Incoming Bank of England Governor Mark Carney faces a completely different situation. With Britain's economy contracting (or nearly contracting) for the third time in the last few years, the Bank has found itself more powerful than ever. Specifically, regulatory powers that the BOE voluntarily ceded in 1998 have been restored and strengthened. However, British inflation is running above target, thus limiting the desire for additional quantitative easing. Nevertheless, recent BOE meetings have demonstrated that a solid minority of policymakers (including outgoing Governor Mervyn King) have supported additional asset purchases to stimulate the British economy, regardless of inflationary pressure. It may come down to politics to determine whether new BOE Governor Carney will tolerate higher inflation to pull Britain from the economic doldrums or whether he is more concerned with maintaining Bank credibility via his mandate to maintain price stability.
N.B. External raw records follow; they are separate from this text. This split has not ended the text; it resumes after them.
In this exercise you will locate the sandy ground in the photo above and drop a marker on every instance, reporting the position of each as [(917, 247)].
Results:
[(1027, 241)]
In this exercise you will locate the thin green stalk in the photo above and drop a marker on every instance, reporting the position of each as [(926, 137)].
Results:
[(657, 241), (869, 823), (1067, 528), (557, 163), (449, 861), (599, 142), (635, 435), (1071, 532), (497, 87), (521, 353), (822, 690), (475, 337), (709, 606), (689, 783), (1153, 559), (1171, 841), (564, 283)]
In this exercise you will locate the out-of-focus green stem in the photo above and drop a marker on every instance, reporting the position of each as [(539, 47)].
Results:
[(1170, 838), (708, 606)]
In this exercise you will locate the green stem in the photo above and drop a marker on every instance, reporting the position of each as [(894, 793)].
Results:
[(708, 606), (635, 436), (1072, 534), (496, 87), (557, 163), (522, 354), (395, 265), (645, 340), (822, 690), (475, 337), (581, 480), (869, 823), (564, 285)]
Since the Fed has an ongoing QE program, the decision Fed policymakers face is slightly different than that of Japanese or British policymakers; it is a question of how long they will continue asset purchases at their current rate. This week Atlanta Fed President Dennis Lockhart gave a speech indicating that QE will continue through the remainder of 2013 and possibly into 2014. He did not specify that asset purchases would continue at their current rate, but as one of the more hawkish Fed policymakers his words suggest a consensus view that QE will persist through year-end. This does not contradict my earlier prediction that QE will begin to "taper off" in September or possibly as late as December (depending on economic conditions), but it does suggest that even as the FOMC becomes more hawkish in 2014, QE may continue as needed.
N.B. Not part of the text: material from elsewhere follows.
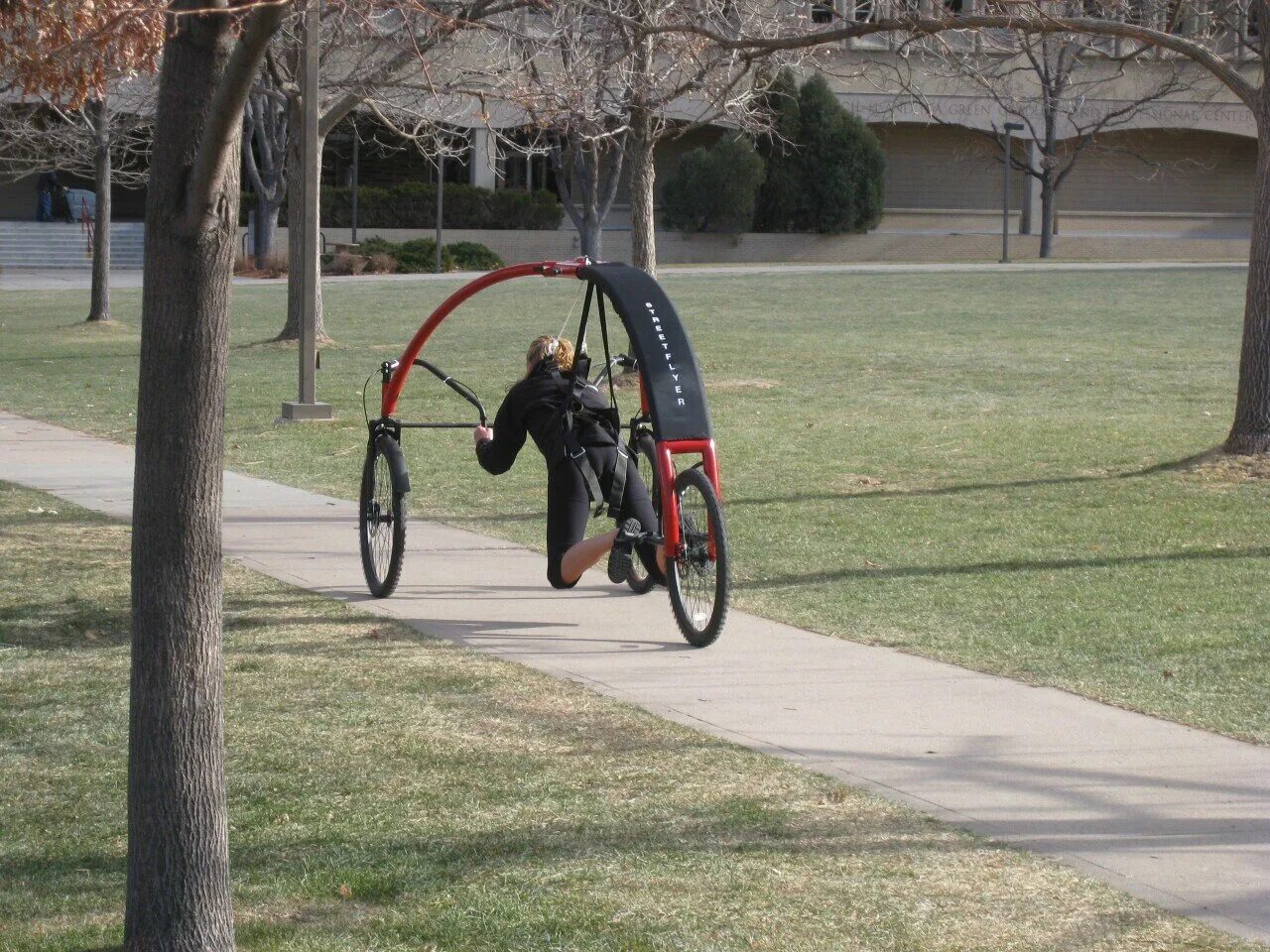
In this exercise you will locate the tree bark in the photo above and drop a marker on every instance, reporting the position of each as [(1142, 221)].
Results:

Where politics comes into play at the Fed is more nuanced, and like the Bank of England it has to do with regulation. Once again Republicans in the Senate are holding up the nomination of Consumer Financial Protection Bureau chief Richard Cordray as leverage to pull the new agency out of the Fed and make it independent. The goal of this independence is not necessarily better policy, but increased Congressional oversight via appropriations. As part of the Fed, the CFPB is not subject to Congressional appropriations and therefore outside the reach on members of Congress looking to weaken it by squelching out funds. This political pressure does not go unnoticed on the monetary policy side of the Fed, especially on the heels of the misguided election-year push to audit the Fed.
Recent events suggests that Congress is seeking to increase its say in Fed policy, so the Fed is unlikely to open the door to increased oversight by changing the parameters upon which they make policy to a nominal GDP target. Ultimately, this means that for all the talk of changing Fed policy, we are unlikely to see a dramatic shift in the near future, even as politicians continue their efforts to chip away at central bank independence. Asset purchases are likely to be the policy of note for the remainder of the year and even with continued murmuring about a shift to nominal GDP targeting or a higher inflation target, I still expect my initial timeline of QE tapering off beginning in September and lasting into 2014 to be roughly accurate. If anything, President Lockhart's speech might push this timeline to QE not beginning to taper off until December, but either way investors should expect asset purchases to continue for several months before slowly drawing down in 2014 under a more hawkish FOMC.